0.0% of residents lived in urban areas, while 100.0% lived in rural areas.

There were 1,266 households in Coventry Lake, of which 25.0% had children under the age of 18 living in them. Of all households, 47.4% were married-couple households, 19.0% were households with a male householder and no spouse or partner present, and 25.0% were households with a female householder and no spouse or partner present. About 27.8% of all households were made up of individuals and 10.3% had someone living alone who was 65 years of age or older.

There were 1,446 housing units, of which 12.4% were vacant. The homeowner vacancy rate was 0.5% and the rental vacancy rate was 2.1%.

Racial composition as of the 2020 census
| Race | Number | Percent |
|---|---|---|
| White | 2,534 | 89.8% |
| Black or African American | 30 | 1.1% |
| American Indian and Alaska Native | 1 | 0.0% |
| Asian | 37 | 1.3% |
| Native Hawaiian and Other Pacific Islander | 0 | 0.0% |
| Some other race | 55 | 1.9% |
| Two or more races | 166 | 5.9% |
| Hispanic or Latino (of any race) | 127 | 4.5% |

===2000 census===
As of the 2000 census, there were 2,914 people, 1,125 households, and 774 families residing in the CDP. The population density was 384.0/km^{2} (994.1/mi^{2}). There were 1,272 housing units at an average density of 167.6/km^{2} (433.9/mi^{2}). The racial makeup of the CDP was 96.64% White, 0.58% African American, 0.27% Native American, 0.58% Asian, 0.03% Pacific Islander, 0.69% from other races, and 1.20% from two or more races. Hispanic or Latino of any race were 1.65% of the population.

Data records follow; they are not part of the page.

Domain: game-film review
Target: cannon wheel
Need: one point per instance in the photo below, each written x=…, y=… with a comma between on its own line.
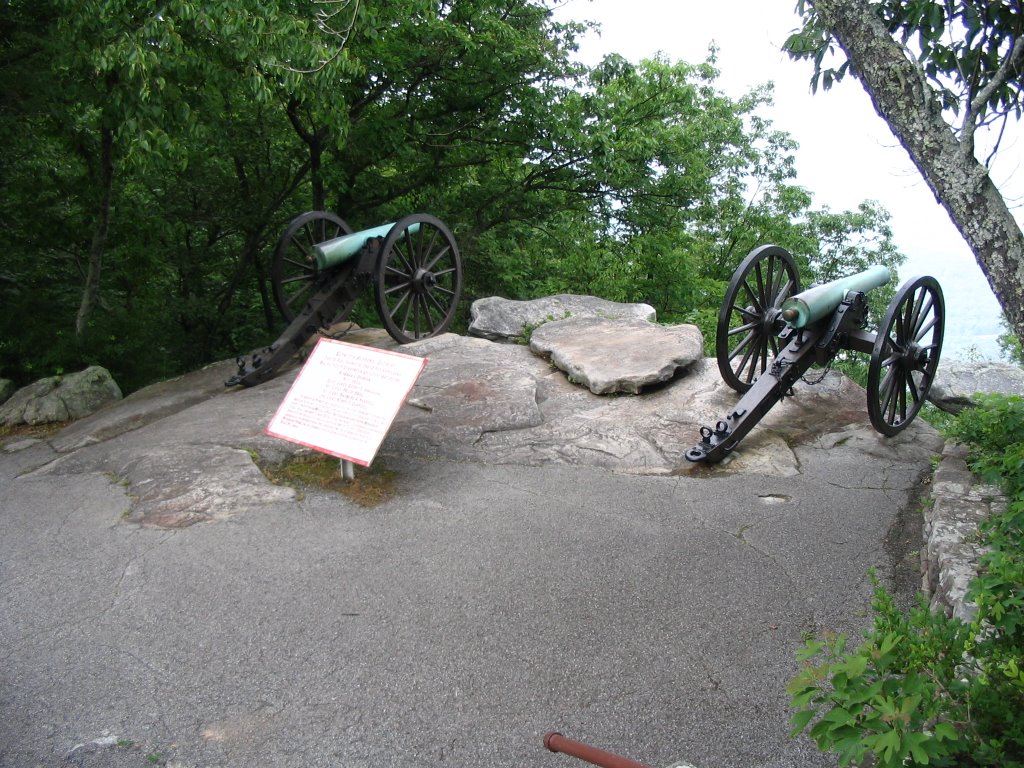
x=293, y=271
x=905, y=354
x=418, y=279
x=747, y=334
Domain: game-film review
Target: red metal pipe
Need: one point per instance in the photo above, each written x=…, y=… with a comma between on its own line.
x=557, y=742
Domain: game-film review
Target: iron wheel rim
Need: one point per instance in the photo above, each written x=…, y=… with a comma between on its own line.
x=293, y=273
x=745, y=338
x=418, y=281
x=905, y=355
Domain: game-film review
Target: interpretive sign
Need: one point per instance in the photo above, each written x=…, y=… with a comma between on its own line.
x=344, y=399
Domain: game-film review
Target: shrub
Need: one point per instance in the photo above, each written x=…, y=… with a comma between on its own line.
x=924, y=689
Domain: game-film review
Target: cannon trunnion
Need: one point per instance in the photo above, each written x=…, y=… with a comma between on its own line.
x=769, y=334
x=321, y=267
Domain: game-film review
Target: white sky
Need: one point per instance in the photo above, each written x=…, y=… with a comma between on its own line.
x=847, y=154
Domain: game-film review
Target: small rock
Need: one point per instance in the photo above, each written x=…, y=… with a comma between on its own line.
x=60, y=397
x=956, y=383
x=499, y=318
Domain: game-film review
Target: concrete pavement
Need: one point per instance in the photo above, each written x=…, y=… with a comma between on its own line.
x=487, y=602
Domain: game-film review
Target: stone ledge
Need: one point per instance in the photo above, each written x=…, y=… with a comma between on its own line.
x=950, y=555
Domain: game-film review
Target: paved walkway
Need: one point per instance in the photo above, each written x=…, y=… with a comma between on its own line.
x=487, y=602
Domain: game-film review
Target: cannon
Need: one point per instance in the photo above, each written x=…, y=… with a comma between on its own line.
x=321, y=268
x=769, y=334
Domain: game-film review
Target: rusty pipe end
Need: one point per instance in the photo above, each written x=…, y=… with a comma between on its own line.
x=548, y=737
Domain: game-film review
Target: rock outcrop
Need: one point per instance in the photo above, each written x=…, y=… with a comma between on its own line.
x=956, y=382
x=612, y=356
x=505, y=320
x=59, y=398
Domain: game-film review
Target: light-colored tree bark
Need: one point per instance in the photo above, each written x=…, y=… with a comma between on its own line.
x=962, y=184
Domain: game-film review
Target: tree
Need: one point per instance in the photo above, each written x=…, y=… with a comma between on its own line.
x=937, y=71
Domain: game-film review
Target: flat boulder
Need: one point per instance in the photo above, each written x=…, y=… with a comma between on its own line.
x=500, y=320
x=956, y=383
x=616, y=356
x=59, y=398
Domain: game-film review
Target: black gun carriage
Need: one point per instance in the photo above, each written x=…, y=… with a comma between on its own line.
x=321, y=268
x=769, y=334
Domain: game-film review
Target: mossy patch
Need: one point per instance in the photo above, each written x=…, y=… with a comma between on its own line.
x=33, y=430
x=371, y=487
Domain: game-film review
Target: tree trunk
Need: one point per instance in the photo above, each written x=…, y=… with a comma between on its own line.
x=90, y=293
x=961, y=183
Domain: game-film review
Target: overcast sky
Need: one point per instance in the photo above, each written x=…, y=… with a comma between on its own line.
x=847, y=154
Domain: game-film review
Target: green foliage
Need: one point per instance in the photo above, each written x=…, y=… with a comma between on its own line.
x=966, y=51
x=151, y=158
x=924, y=689
x=886, y=697
x=1010, y=346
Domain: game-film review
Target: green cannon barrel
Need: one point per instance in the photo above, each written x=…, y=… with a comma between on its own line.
x=819, y=301
x=333, y=252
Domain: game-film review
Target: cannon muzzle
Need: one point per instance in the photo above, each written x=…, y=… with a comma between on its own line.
x=334, y=252
x=820, y=301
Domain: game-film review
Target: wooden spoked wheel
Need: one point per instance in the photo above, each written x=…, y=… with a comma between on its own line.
x=293, y=271
x=905, y=355
x=749, y=322
x=418, y=280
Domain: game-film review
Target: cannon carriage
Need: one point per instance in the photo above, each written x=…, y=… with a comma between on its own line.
x=321, y=268
x=769, y=334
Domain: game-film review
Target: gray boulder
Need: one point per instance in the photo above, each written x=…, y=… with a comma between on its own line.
x=7, y=388
x=609, y=356
x=60, y=397
x=956, y=382
x=499, y=318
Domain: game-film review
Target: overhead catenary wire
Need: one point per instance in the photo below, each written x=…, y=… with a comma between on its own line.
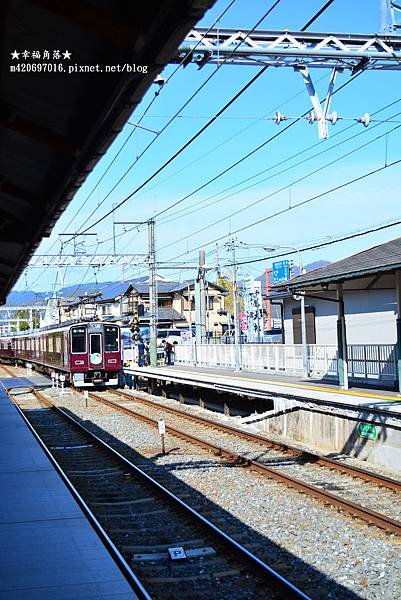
x=197, y=206
x=291, y=208
x=143, y=115
x=182, y=214
x=285, y=187
x=189, y=142
x=342, y=238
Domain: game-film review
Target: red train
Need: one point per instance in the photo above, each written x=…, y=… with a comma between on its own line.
x=87, y=353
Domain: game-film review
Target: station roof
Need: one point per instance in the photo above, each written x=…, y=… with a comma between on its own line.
x=55, y=126
x=370, y=269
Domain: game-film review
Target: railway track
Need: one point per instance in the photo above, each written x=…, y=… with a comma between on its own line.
x=363, y=494
x=146, y=522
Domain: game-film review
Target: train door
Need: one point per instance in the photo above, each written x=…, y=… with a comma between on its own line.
x=95, y=350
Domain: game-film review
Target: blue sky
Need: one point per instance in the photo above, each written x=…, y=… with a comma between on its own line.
x=365, y=203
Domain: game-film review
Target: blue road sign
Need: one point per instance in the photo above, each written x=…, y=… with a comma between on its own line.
x=281, y=271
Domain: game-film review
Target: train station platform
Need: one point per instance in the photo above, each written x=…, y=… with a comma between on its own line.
x=356, y=423
x=261, y=385
x=48, y=548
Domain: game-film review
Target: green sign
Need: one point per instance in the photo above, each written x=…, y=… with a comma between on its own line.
x=367, y=430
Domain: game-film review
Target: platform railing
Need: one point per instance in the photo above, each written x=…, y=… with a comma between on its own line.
x=366, y=362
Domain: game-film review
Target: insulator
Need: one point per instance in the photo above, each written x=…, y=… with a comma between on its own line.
x=278, y=117
x=365, y=119
x=333, y=117
x=312, y=117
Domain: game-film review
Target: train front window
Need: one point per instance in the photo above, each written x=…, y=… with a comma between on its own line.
x=78, y=340
x=95, y=344
x=110, y=339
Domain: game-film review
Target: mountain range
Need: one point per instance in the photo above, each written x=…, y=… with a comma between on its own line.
x=30, y=298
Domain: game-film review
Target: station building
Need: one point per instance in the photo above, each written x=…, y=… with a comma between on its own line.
x=352, y=313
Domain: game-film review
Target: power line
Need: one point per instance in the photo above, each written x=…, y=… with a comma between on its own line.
x=290, y=208
x=281, y=189
x=189, y=142
x=141, y=117
x=284, y=161
x=197, y=206
x=343, y=238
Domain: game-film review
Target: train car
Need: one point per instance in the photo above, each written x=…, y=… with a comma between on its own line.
x=87, y=353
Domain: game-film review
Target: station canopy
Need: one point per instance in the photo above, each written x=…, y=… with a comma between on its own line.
x=55, y=126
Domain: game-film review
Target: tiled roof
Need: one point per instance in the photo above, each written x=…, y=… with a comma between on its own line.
x=379, y=259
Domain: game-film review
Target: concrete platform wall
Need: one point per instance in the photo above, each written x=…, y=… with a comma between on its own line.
x=340, y=432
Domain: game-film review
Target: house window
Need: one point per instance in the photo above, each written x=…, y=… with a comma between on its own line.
x=78, y=339
x=165, y=303
x=110, y=339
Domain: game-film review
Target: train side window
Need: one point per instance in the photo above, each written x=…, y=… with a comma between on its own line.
x=78, y=340
x=110, y=339
x=58, y=342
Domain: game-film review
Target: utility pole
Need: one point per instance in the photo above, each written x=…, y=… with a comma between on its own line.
x=152, y=293
x=200, y=301
x=231, y=246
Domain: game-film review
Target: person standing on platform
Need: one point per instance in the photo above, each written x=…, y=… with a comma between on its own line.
x=141, y=353
x=168, y=349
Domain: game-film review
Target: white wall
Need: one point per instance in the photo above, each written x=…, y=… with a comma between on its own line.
x=369, y=316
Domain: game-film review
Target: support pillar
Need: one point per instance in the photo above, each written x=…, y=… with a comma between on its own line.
x=181, y=397
x=342, y=339
x=398, y=325
x=151, y=386
x=201, y=400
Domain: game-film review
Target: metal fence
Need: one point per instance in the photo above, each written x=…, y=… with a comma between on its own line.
x=366, y=362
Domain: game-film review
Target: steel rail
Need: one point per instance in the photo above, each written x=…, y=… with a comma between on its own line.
x=366, y=514
x=319, y=459
x=120, y=561
x=260, y=566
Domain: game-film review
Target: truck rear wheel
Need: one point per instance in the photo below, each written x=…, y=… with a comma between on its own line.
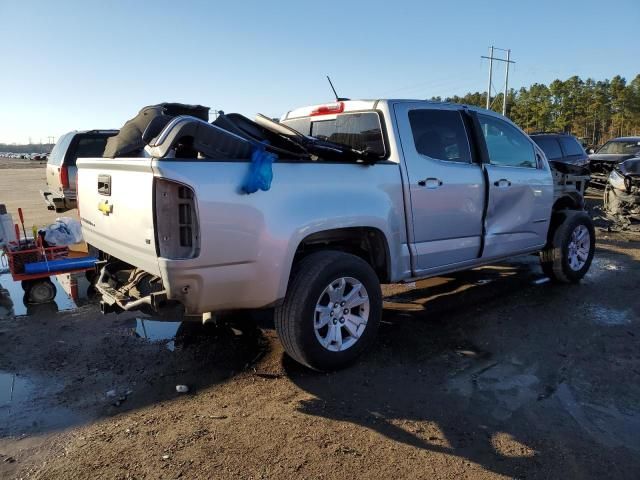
x=568, y=256
x=331, y=312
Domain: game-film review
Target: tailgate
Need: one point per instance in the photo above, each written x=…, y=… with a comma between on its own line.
x=116, y=209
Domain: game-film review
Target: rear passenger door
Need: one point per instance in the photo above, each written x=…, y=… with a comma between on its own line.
x=445, y=185
x=520, y=188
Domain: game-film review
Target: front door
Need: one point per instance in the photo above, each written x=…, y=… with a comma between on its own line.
x=520, y=190
x=445, y=185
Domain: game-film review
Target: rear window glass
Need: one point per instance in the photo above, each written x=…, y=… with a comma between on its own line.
x=89, y=147
x=361, y=131
x=549, y=146
x=620, y=147
x=440, y=134
x=60, y=149
x=571, y=146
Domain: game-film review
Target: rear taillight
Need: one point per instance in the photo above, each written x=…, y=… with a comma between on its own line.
x=177, y=231
x=330, y=109
x=64, y=177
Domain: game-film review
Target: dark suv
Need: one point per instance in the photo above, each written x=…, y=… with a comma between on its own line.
x=61, y=173
x=561, y=148
x=611, y=154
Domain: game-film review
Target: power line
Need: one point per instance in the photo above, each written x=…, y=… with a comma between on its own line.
x=507, y=61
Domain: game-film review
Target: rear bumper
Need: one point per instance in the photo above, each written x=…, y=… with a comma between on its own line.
x=57, y=202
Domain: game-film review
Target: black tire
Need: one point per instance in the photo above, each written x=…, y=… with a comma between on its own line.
x=294, y=319
x=41, y=291
x=555, y=257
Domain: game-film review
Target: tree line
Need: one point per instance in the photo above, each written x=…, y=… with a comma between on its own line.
x=594, y=111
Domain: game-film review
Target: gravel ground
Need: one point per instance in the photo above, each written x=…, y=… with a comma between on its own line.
x=490, y=373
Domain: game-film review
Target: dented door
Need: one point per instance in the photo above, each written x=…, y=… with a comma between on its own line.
x=520, y=188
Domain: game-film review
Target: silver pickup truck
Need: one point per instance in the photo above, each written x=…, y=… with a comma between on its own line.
x=439, y=188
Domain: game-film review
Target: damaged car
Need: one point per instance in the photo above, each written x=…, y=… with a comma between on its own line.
x=603, y=161
x=309, y=215
x=622, y=193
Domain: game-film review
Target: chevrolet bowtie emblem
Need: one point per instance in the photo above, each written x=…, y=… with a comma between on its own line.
x=105, y=208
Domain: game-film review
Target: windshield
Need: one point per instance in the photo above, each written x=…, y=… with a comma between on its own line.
x=621, y=147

There were 1,125 households, out of which 33.6% had children under the age of 18 living with them, 54.4% were married couples living together, 8.5% had a female householder with no husband present, and 31.2% were non-families. 22.0% of all households were made up of individuals, and 5.8% had someone living alone who was 65 years of age or older. The average household size was 2.59 and the average family size was 3.05.

In the CDP, the population was spread out, with 26.3% under the age of 18, 7.6% from 18 to 24, 34.1% from 25 to 44, 23.2% from 45 to 64, and 8.8% who were 65 years of age or older. The median age was 36 years. For every 100 females, there were 104.6 males. For every 100 females age 18 and over, there were 102.6 males.

The median income for a household in the CDP was $54,233, and the median income for a family was $71,771. Males had a median income of $45,938 versus $36,204 for females. The per capita income for the CDP was $26,968. About 3.4% of families and 5.3% of the population were below the poverty line, including 4.7% of those under age 18 and 4.5% of those age 65 or over.